The ability to ‘borrow’ resilience from others was cited as beneficial, as was feeling connected to another and therefore protected against hardship were also important in terms of maintaining resilience. However, an area in need of further conceptual research centres around the lack of clarity as to what can be conceptualised as resilience compared to the acceptance and endurance of hardship, and if there is an intersection between the two states. With further phenomenological clarity, it may be possible to develop tailored tools and measures to assess needs, to inform intervention design.
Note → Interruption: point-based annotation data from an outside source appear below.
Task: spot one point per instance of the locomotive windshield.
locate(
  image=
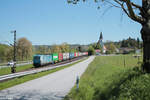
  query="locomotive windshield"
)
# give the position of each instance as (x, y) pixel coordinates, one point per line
(36, 57)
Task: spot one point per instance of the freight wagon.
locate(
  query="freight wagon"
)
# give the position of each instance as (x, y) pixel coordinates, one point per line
(40, 60)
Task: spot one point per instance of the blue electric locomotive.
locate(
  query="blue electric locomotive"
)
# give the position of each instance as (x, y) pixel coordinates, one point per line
(40, 60)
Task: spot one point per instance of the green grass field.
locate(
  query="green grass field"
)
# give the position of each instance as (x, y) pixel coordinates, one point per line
(4, 71)
(107, 78)
(13, 82)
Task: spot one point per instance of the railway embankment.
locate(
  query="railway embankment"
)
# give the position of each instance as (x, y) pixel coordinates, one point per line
(25, 78)
(112, 78)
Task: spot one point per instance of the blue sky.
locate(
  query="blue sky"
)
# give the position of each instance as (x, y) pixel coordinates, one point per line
(48, 22)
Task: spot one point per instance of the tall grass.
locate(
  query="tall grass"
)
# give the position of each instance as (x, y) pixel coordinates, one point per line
(7, 70)
(19, 80)
(108, 79)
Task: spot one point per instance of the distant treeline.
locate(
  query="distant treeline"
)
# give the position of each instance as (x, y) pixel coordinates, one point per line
(25, 49)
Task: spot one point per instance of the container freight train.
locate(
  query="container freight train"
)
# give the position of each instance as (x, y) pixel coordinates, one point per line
(40, 60)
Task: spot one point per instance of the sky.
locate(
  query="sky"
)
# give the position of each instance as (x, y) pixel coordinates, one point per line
(48, 22)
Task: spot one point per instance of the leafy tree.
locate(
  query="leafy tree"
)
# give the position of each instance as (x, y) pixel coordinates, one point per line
(110, 48)
(24, 49)
(6, 53)
(139, 13)
(64, 47)
(56, 49)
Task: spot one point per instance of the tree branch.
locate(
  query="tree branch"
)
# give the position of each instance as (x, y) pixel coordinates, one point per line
(132, 14)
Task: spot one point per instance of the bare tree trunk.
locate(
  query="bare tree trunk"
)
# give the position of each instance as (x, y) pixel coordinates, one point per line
(145, 32)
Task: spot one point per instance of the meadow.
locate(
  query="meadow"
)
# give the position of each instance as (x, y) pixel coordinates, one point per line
(19, 80)
(112, 78)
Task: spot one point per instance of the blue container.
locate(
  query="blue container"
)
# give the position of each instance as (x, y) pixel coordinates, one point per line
(39, 60)
(71, 55)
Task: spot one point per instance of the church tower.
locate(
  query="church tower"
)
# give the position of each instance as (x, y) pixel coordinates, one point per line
(100, 42)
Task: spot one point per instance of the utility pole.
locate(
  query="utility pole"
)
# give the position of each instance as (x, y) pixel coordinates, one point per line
(13, 68)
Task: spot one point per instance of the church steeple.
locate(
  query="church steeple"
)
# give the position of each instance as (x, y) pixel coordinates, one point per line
(101, 36)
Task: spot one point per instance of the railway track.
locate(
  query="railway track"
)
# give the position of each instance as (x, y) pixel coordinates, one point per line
(37, 70)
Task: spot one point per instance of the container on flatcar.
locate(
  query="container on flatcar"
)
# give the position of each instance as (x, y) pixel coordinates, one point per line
(71, 55)
(60, 56)
(86, 53)
(55, 57)
(75, 54)
(80, 54)
(39, 60)
(67, 54)
(64, 56)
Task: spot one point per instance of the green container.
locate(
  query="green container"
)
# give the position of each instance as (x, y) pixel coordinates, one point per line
(55, 57)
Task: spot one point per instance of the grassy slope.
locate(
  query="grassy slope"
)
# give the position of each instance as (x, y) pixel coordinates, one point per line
(10, 83)
(107, 79)
(4, 71)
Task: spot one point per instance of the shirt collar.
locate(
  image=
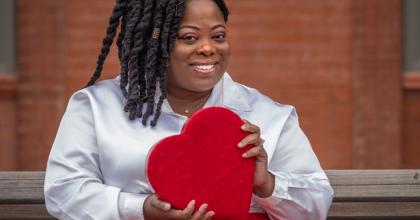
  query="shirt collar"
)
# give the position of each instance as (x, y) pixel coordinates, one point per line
(233, 96)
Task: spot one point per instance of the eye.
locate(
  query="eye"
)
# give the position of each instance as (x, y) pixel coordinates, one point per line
(220, 37)
(189, 38)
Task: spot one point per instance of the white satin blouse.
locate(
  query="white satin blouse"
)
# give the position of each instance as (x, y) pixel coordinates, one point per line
(96, 168)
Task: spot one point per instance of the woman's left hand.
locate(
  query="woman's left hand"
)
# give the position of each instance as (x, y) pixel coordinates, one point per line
(263, 180)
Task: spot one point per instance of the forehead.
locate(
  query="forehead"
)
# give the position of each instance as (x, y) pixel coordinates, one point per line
(202, 11)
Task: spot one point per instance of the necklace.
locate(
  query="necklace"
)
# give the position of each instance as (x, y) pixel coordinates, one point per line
(186, 108)
(197, 106)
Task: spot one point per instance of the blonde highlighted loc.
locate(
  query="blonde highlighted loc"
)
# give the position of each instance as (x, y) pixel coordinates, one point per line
(147, 33)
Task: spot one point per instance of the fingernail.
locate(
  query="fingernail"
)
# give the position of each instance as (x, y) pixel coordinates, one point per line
(167, 206)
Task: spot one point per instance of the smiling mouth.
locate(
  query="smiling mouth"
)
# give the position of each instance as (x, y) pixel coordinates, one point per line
(204, 68)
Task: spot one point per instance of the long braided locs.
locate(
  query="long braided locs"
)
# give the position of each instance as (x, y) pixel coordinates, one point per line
(147, 33)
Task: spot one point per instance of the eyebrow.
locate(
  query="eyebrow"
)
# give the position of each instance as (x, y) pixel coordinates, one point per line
(196, 28)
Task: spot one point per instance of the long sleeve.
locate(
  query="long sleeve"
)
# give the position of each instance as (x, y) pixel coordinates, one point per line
(74, 185)
(302, 190)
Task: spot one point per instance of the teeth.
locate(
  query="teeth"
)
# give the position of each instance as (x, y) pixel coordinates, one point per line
(204, 67)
In summary, there were some inconsistencies and equivocality regarding the presence of resilience and positive psychological outcomes between age groups and genders. Future research should critically consider how sensitively resilience measures cater for younger children, girls and young women who may be facing multiple identity transitions simultaneously, cultural sensitivity and constructs of resilience, and those with significant mental health challenges so as to capture developing resilience and the prospect for resilience to grow over time. This developmental approach would reflect aspects of positive psychological outcomes and future-focused thinking associated with PTG, rather than solely the ability to manage and cope in the present, as found within some conceptualisations of resilience. The heterogeneity and geographical dispersion of this population group makes cross-case qualitative analysis and comparison somewhat challenging. Future qualitative research or evaluation would benefit from the refinement and development of systemised and theoretically informed approaches to qualitative data collection in this population, a prototype for which is described elsewhere (Webb et al., 2016). With this in mind, it may be helpful to carefully consider whether it is beneficial to separately measure resilience and PTG, or whether developing an approach to measuring resilience inclusive of personal and post-traumatic growth may be more effective and sensitive to this group of young people who have typically faced far more adversity earlier in their development than non-looked after peers. A developmental perspective upon resilience, appreciative of intra-, inter-personal and ecological factors, also aligns with recommendations for conceptualising resilience with young people (Masten & Barnes, 2018). Further, an approach that embraces temporal changes and intrapersonal factors may help differentiate between resilience inclusive of PTG and over-self-reliance, which appear to be conflated in some reporting.

Conclusion

Resilience as a concept within the field of residential care needs to account for the significant relational and systemic influences young people in care are exposed to, which can directly affect their resilience. Resilience measures should be tailored to reflect the needs of this unique group of young people, to recognise emerging resilience growth within a developmental and systemically influenced framework of resilience. Tentatively, we suggest that due to the ongoing adversities care leavers face, it may be helpful to take a developmental approach to measuring PTG within a developmental framework of resilience growth as sadly the trauma rarely ends when a young person enters care. This seems to be an area in need of urgent future research, which could build upon the work of qualitative reviews such as that undertaken by (Häggman-Laitila et al., 2018). Further, developing Masten and Barnes’ (2018) resilience framework for intervention, it would be beneficial to construct a resilience framework for development and growth, sensitive to the needs and trajectories of care experienced young people to measure more accurately resilience growth, which in turn could inform intervention design and evaluation.